NF-κB is involved in many pathways, including inflammation, cell survival, proliferation and differentiation. The typical NF-κB pathway is characterized by activation of p50/p65 heterodimers to transactivate pro-inflammatory gene expression34. Homodimers of the p50 subunit, which lack transactivation domains, can repress NF-κB target gene expression. Gene knockout studies have shown that NF-κB can have both pro-inflammatory and anti-inflammatory roles that are probably involved in the resolution of inflammation35. The p65 knockout mice were embryonically lethal; however, p50 knockout mice that are HET for p65 were more susceptible to lipopolysaccharide-induced shock, suggesting an anti-inflammatory role for p50/p65 heterodimers36. Interestingly, p50-null mice with normal p65 genes showed spontaneous airspace enlargement with concomitant increases in the phosphorylation, acetylation (Lys310) and DNA-binding activity of p65 in the lung, which were further increased after CS exposure37. These animal studies indicate the importance of the transactivation function of acetylated p65 for the pro-inflammatory activity of NF-κB. In line with this notion, our results indicate that ProT has an important role in the acetylation and activation of NF-κB, particularly upon CS exposure, within the pathogenesis of emphysema. Nevertheless, the clinical significance of the anti-inflammatory role of NF-κB in emphysema has yet to be established.

Besides inflammation, oxidative stress also has an important role in CS-mediated emphysema. Nrf2 is a nuclear transcription factor that controls the expression and coordinated induction of defensive genes encoding detoxifying enzymes and antioxidant proteins. Nrf2 knockout mice exhibited enhanced susceptibility to CS-induced emphysema38. ProT can regulate the Nrf2-Keap1 (inhibitor of Nrf2, also known as INrf2) system, suggesting that it has a role in oxidative stress defense39,40. ProT can dissociate the Nrf2–Keap1 complex by interaction with Keap1, thus upregulating the expression of Nrf2-dependent oxidative stress-protecting genes39. A seemingly conflicting report showed that ProT can mediate the nuclear import of the INrf2/Cul3 Rbx1 complex to degrade nuclear Nrf2 and rapidly switch off the activation of Nrf2 downstream gene expression40. These studies suggest the potential involvement of ProT in the on/off switch of Nrf2-Keap1 mechanisms. Furthermore, NF-κB can antagonize the Nrf2-antioxidant response element pathway by both depriving CBP from Nrf2 and promoting the recruitment of HDACs to antioxidant response element, suggesting a possible role for NF-κB in suppressing the expression of anti-inflammatory genes41. However, the clinical relevance of the interplay between ProT and NF-κB in the Nrf2–Keap1 system remains to be determined. Whether overexpressed ProT in the lungs of patients or mice with emphysema effects the expression of Nrf2-dependent genes, particularly in response to CS, requires further investigation.

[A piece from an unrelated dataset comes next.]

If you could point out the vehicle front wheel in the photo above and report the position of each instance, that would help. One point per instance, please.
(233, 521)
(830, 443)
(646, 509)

ProT may exert differential effects depending on its cellular localization. It not only functions in the nucleus as described here, but also has a significant anti-apoptotic role in the cytoplasm by binding to cytochrome c and hence inhibiting cytochrome c-induced caspase activation and apoptosis42,43, as well as by directly inhibiting the apoptosome, an important complex in the execution of apoptosis44. Additionally, extracellular ProT has a neuroprotective role in cerebral ischemia-induced damage45,46. The cytoprotective function of ProT appears to be in opposition to our results, demonstrating the involvement of ProT in oxidative stress-induced lung tissue injury, a mechanism that contributes to the pathogenesis of CS-mediated emphysema. We show that ProT is overexpressed in the nucleus of emphysematous tissues from clinical patients and ProT transgenic mice and in a mouse model of CS-induced emphysema. The nuclear role of ProT is more closely related than its cytoplasmic or extracellular role to the elevation of acetylated chromatin and NF-κB transactivation found in the emphysematous lung, further supporting the clinical relevance of ProT in terms of emphysema pathogenesis.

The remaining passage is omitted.